For some courses, the bulk of your content and even your assessments might be incorporated into a system outside of iCollege, such as a textbook or courseware from a higher ed publisher. In these cases, be particularly alert to ways that you can use iCollege to create a supportive learning community for you students. You and your course are more than an access point to a textbook, and you have more to offer your students than a link to the textbook website and a copy of the syllabus. You can use iCollege to support greater interaction with your students and between your students, and you can offer additional context, personalized support, and emotional and intellectual interest to the course. Publisher courseware offers wide-ranging and increasingly sophisticated features, but no courseware by itself is an adequate substitute for the comprehensive learning experience you can create for your students.

Resources

  • OSCQR #16  – “A logical, consistent, and uncluttered layout is established. The course is easy to navigate (consistent color scheme and icon layout, related content organized together, self-evident titles).”
R - 5.19

Publisher content is integrated into iCollege and is placed in the correct sequence in the iCollege Content Tool. If “deep linking” to specific publisher content is not possible, instructions for how to access the specific content are provided in iCollege, within the regular flow of the iCollege content.

Deep linking means providing links that take students directly to the intended content. For example, if you’re using an ebook accessed online through the USG’s Galileo system, you can send students directly to the chapter or page you want them to read instead of sending them to the book’s entry in a database. Many textbook publishers have iCollege integrations that allow students to access specific parts of the textbook through iCollege. Keeping navigation as simple and direct as possible keeps students focused on learning rather than focused on navigating multiple websites.
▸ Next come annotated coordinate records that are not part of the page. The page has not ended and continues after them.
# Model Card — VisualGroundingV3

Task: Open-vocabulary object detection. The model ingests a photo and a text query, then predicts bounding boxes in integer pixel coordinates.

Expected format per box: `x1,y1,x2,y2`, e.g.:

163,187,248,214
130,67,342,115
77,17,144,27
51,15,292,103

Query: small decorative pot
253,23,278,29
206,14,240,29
Making it easy to quickly access relevant content reduces barriers for students who might have difficulty navigating a site.  If deep linking is not possible, keep in mind that the added complexity might discourage students from accessing the textbook more than absolutely necessary, and students will need additional support to keep the technology from being an obstacle to learning.

Resources

  • GSU ServiceNow – Add External Learning Tools to Your iCollege Course
  • GSU CETLOE – Films on Demand
  • GSU CETLOE – EBSCO Curriculum Builder
  • GSU CETLOE – Learning Technology Evaluation Toolkit
  • GSU CETLOE – Sponsoring a new iCollege or Canvas tool integration
  • OSCQR #16  – “A logical, consistent, and uncluttered layout is established. The course is easy to navigate (consistent color scheme and icon layout, related content organized together, self-evident titles).”
  • OSCQR #19 – “Instructions are provided and well written.”
R - 5.20

Selection of learning technologies balances the affordances of the tool with training, support, and cognitive load demands.

Learning technology is a means to an end, and tools shouldn’t compete with assessments and content for student attention. If you’re excited about a tool that requires some training for students to engage deeply with it, great! Design your course to incorporate the tool regularly into your students’ experience, and be sure to give them opportunities and support for practicing the tool. If a neat but inessential technology is tripping up students, consider creating a similar activity with simpler, more accessible, or better supported technology. Your pedagogy is bigger than the technology you use, but your pedagogy and your technology need to cooperate to create the learning experience you imagine for your students.

Resources

  • OSCQR #11 – “Requisite skills for using technology tools (websites, software, and hardware) are clearly stated and supported with resources.”
  • OSCQR #12 – “Technical skills required for participation in course learning activities scaffold in a timely manner (orientation, practice, and application – where appropriate).”
  • OSCQR #15 – “Any technology tools meet accessibility standards.”